Se l'Europa si chiude a riccio
Come avvenuto più volte in passato, quando il ciclo economico diventa meno favorevole e si affacciano segnali di rallentamento, se non di recessione, nelle maggiori economie industrializzate si riaffacciano timori di una eccessiva apertura e liberalizzazione dei mercati. Beninteso, oggi le ansie vengono accresciute dal contagio internazionale degli eventi legati alla corrente crisi finanziaria originata dai mutui subprime negli Usa.
Negli anni 2000 il ritmo della globalizzazione dell'economia mondiale (misurato dai vari indicatori di commercio, investimenti diretti e finanza) ha continuato a mantenersi elevato, anzi è accelerato con la prepotente avanzata dei paesi asiatici, il rilancio dell'America Latina, della Russia e segnali di crescita sostenuta perfino nell'Africa Sub-Sahariana.

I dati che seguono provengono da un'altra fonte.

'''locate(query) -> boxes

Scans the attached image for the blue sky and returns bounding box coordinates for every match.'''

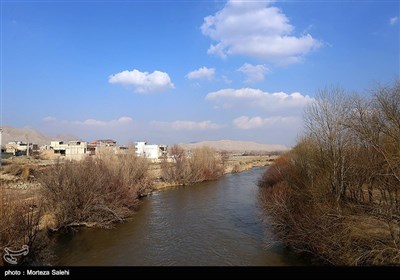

Ma proprio questa crescente partecipazione dei nuovi protagonisti dello sviluppo mondiale, molti dei quali favoriti da un sensibile rialzo dei prezzi delle materie prime, genera segnali di disagio (se non di paura) che inducono pulsioni di difesa protezionistica nella vecchia Europa, ma ormai anche nell'America proiettata sul dopo-Bush, con un Congresso a maggioranza democratica e un debito estero sempre più insostenibile.
Il negoziato multilaterale della Wto, che porta ancora l'ambizioso nome di Doha Development Round, è da molti mesi allo stallo, in attesa che paesi ricchi e paesi emergenti facciano qualche ulteriore passo nelle concessioni reciproche: minori sussidi e dazi sui prodotti agricoli da parte di Ue e Usa, maggiori concessioni da parte del forte gruppo dei paesi emergenti quanto a picchi tariffari e contingentamenti nei manufatti e all'apertura del mercato di alcuni servizi. Segnali molto recenti da Ginevra, rafforzati da dichiarazioni del dg della Wto, Pascal Lamy, fanno intravvedere una possibile svolta nelle prossime settimane, ma la cautela è d'obbligo.
Nel frattempo fioriscono iniziative di accordi preferenziali bilaterali tra singoli blocchi di paesi, particolarmente trainati dagli Usa (tra i casi recenti: Giordania, Marocco, Colombia, Perù, Sud Corea). Accordi bilaterali che, pur nel rispetto formale degli statuti del Gatt-Wto, complicano la vita delle imprese esportatrici e investitrici e aumentano costi e complessità amministrativa dei controlli doganali sulle regole d'origine dei prodotti.
Le forti pressioni migratorie dai paesi a basso reddito e l'estendersi delle pratiche di offshoring di servizi a valore aggiunto (dai call centre al software applicativo per il design dei prodotti, alle procedure contabili e fiscali, alle diagnosi radiologiche) alimentano le preoccupazioni di importanti strati sociali nei paesi ricchi, all'interno dei quali vanno peraltro accentuandosi le disuguaglianze tra classi di reddito ed emergendo nuove povertà. Contrariamente a una certa mitologia anti-global, le imprese multinazionali continuano a operare come forti diffusori di tecnologie e modernizzazione dei processi produttivi, inducendo in larga misura miglioramenti negli stessi standard sociali e del lavoro nei mercati emergenti e stimolando una cultura competitiva nei paesi industrialmente avanzati.